Foam rolling provides self-myofascial release, which is a fancy term for self-massage. Whether you have just started working out, or have been more consistent, you probably have experienced tightness and soreness in your muscles. As someone who enjoys running, I have dealt with many sore days myself, especially in my quads and calves! So when I came home to find that Elyse had bought a foam roller, I figured I had nothing to lose by giving it a try. Anything to get rid of the soreness was worth a shot!

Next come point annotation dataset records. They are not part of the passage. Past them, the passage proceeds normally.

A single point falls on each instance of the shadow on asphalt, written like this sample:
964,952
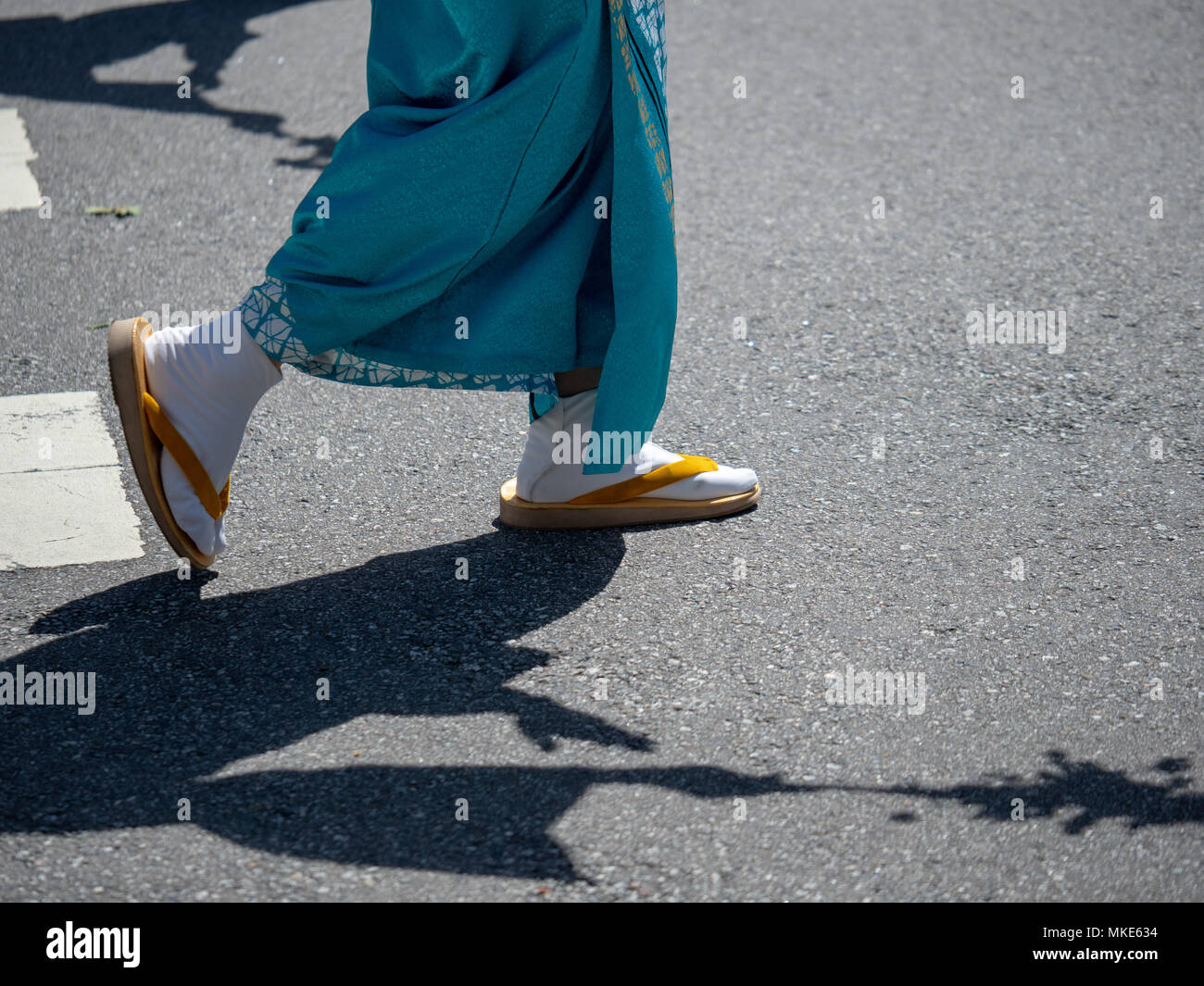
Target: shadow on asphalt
187,686
53,58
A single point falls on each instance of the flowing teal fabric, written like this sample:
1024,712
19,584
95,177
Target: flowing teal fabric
504,211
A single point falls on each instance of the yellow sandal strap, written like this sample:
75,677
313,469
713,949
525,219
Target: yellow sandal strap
165,431
665,476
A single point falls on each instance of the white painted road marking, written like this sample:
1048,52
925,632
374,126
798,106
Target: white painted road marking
19,187
60,484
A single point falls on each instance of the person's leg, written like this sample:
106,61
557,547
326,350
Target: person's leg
576,381
207,380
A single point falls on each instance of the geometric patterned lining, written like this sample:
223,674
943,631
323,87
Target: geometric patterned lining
266,317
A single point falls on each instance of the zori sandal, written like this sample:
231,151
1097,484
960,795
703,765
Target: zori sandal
653,486
148,432
627,502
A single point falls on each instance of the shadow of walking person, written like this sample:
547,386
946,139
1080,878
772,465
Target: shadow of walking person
56,58
188,685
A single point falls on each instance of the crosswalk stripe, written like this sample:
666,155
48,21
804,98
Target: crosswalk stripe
19,187
61,500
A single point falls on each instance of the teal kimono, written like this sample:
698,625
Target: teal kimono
504,211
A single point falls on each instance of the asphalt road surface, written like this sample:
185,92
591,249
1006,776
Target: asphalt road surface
649,714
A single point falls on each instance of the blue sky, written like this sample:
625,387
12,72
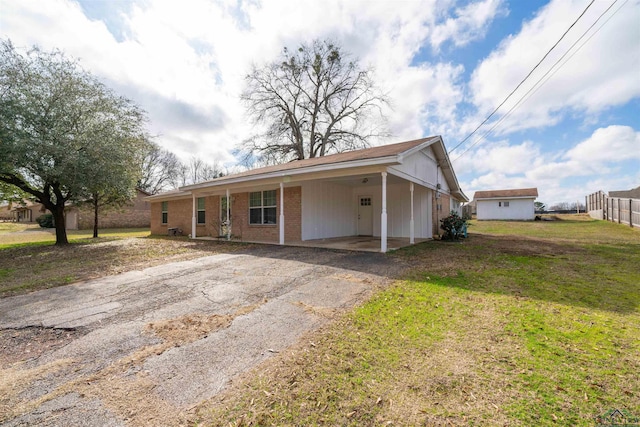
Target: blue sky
445,64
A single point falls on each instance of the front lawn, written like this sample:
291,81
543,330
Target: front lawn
522,324
32,262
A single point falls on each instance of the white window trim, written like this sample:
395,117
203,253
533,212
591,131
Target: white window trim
262,207
164,212
198,210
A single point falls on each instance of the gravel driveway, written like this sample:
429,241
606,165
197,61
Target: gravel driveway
145,347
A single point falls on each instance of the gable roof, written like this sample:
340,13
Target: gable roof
513,193
390,154
331,159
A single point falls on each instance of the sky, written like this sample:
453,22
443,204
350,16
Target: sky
572,128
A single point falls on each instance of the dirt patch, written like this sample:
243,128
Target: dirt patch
19,345
188,328
123,387
80,261
15,380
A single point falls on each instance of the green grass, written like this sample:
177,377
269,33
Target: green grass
523,324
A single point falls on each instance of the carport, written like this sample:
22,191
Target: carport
388,196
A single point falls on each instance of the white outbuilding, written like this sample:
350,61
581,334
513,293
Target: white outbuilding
516,204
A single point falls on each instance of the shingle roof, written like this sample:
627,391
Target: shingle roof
349,156
516,192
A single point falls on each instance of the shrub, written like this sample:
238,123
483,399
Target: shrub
454,227
45,221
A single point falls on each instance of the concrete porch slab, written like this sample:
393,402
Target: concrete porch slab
351,243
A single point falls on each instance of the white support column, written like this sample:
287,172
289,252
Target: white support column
282,213
412,235
193,218
228,219
383,215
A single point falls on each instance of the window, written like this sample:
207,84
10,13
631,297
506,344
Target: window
165,212
201,215
262,207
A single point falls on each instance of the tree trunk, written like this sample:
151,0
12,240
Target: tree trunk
95,216
61,227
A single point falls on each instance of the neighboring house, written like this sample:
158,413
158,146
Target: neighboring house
136,214
397,190
27,211
516,204
5,212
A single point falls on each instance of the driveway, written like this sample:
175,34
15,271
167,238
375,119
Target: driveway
145,347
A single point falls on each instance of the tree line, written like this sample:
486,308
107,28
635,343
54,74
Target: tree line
65,137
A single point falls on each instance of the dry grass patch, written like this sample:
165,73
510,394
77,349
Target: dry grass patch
27,268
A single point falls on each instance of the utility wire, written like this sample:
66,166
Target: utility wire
523,80
538,85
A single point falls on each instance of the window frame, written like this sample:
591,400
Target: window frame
262,207
201,210
164,207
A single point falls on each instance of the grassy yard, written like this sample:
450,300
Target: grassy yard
14,234
522,324
30,261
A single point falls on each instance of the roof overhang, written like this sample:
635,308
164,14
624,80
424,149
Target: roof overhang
289,176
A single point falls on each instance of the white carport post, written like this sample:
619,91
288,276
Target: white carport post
193,217
228,219
383,215
282,213
412,236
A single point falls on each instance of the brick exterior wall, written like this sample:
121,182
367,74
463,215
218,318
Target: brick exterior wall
178,216
136,214
180,212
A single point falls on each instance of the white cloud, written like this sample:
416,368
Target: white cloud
590,165
610,144
471,22
602,74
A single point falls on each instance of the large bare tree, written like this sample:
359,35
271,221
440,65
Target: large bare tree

The benefits of foam rolling were immediate and it is now a part of my weekly routine! Some of the major benefits of foam rolling include:
- Improved blood flow and faster recovery – Foam rolling increases circulation throughout your muscles and tissues, allowing for faster recovery after workouts
- Increased range of motion – Foam rolling helps to increase flexibility and range of motion. It has similar benefits of stretching but can actually take it a step further by relieving muscle knots. This is because foam rolling works more like a massage, and since you control the movements, you can focus in on specific areas.
- Healing of adhesions and scar tissue – Adhesions and scar tissue can form a lack of mobility, injury, or general inflammation and can become painful over time. The pressure from foam rolling, (and foam rolling slowly I should add!) helps to relieve adhesions and scar tissue. In addition, with your increased flexibility and blood flow, foam rolling can help prevent the issue(s) going forward.
It should be said that foam rolling can be intense (especially at first) and be a little painful. This is because you are giving yourself a deep tissue massage and working out specific tension points in your body, which ultimately allows you to feel better. However, please keep in mind that because of the pressure provided by foam rolling, it is important to not use it on your lower back or neck, as the pressure could cause injury.